The Wild Hunt is a 2009 Canadian horror film produced and directed by Alexandre Franchi and starring Mark Antony Krupa, Ricky Mabe, and Kaniehtiio Horn.

Plot
Erik Magnusson and his girlfriend Evelyn have a falling out, in part due to stress from Erik's dying, incoherent father. She leaves to live in a live action role-playing game whose characters such as Celts, elves and Vikings are derived from the Middle Ages. Murtagh, the leader of a group within the game, wants Evelyn to participate in the Wild Hunt, a ritual that, if successful, will give his players a significant advantage in an upcoming mass battle.

Erik pursues Evelyn only to disrupt the game's proceedings. Erik partners with his estranged brother Bjorn and other players and referees on a quest to find Evelyn. He rescues her from the Wild Hunt and the two are reconciled, despite Murtagh's efforts to persuade her to come back.

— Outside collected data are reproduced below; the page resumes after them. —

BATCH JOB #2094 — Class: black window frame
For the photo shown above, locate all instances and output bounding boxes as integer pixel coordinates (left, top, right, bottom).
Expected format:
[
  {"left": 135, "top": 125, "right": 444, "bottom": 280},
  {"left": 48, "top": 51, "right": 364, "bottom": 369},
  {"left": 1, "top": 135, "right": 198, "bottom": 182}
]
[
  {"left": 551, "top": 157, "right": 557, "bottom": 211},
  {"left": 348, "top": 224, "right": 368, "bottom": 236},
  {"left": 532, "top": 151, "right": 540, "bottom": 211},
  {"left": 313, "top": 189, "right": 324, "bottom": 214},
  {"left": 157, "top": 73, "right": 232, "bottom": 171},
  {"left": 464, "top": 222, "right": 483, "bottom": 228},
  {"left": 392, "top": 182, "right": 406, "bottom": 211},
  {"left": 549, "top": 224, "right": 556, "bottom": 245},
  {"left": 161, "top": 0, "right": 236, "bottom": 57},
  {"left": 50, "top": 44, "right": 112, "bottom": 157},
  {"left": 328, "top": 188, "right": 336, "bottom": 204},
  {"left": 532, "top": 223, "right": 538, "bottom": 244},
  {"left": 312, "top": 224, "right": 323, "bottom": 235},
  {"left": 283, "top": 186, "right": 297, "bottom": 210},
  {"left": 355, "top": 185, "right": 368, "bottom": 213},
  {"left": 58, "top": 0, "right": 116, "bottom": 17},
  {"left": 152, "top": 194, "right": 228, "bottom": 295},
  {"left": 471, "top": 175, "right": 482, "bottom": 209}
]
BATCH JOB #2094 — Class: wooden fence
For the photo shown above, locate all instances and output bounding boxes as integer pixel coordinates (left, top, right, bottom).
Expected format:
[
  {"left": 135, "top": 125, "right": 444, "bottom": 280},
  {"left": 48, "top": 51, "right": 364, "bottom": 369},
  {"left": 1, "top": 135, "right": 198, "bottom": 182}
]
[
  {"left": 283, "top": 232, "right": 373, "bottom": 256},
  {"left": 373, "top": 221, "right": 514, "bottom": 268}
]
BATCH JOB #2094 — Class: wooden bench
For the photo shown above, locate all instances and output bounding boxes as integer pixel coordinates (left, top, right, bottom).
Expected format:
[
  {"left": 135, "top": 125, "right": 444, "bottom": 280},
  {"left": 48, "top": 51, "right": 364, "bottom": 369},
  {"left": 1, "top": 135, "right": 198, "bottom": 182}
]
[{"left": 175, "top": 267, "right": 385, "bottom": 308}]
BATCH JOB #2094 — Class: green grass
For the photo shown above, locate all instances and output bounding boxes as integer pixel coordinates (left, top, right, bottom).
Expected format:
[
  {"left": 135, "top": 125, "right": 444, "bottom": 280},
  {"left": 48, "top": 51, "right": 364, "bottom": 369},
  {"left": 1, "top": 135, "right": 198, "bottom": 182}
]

Having lost Evelyn and been humiliated by Erik, Murtagh snaps and ritually cuts off his gamer wrist band. He leads his followers in a vicious assault on the main camp, injuring people and killing Erik. Murtagh flees, witnessing Evelyn commit suicide as he escapes through the woods.

Days later, Bjorn breaks into Murtagh's home and beats him to death.

Cast

 Mark Antony Krupa – Bjorn Magnusson
 Ricky Mabe – Erik Magnusson
 Kaniehtiio Horn – Evelyn / Princess Evlynia
 Trevor Hayes – Shaman Murtagh
 Kent McQuaid – Greg'Ash
 Nicolas Wright – King Argyle
 Claudia Jurt – Tamara (referee)
 Kyle Gatehouse – David
 Spiro Malandrakis – Oliver (referee)
 Victor Andrés Trelles Turgeon – Miguel / The Mexican Viking
 Holly O'Brien – Princess Ambrosia
 Martin Stone – Magnus Gunnarsson
 Terry Simpson – Bernie / Captain BernHeart

Production
The Wild Hunt is the first feature-length film by Montreal producer-director Alexandre Franchi. The production was based on 35mm film with an estimated $500,000 () budget.

Release
The film was screened in September 2009 at the 2009 Toronto International Film Festival, where it won the award for Best Canadian First Feature Film. It was presented at the Slamdance Film Festival in January 2010 where it received an Audience Sparky Award for Best Narrative Film.

Reception
National Post film reviewer Chris Knight rated the film at 3 stars, noting Claudia Jurt's role presented the "strongest link in this chain-mail tale". The Toronto Star review considered the film an "impressive achievement" but noted that technical flaws in editing, lighting and camera usage detracted from the plot and that the production should have been better funded. The Montreal Gazette gave a very positive review calling the low-budget film "[m]iraculously shot".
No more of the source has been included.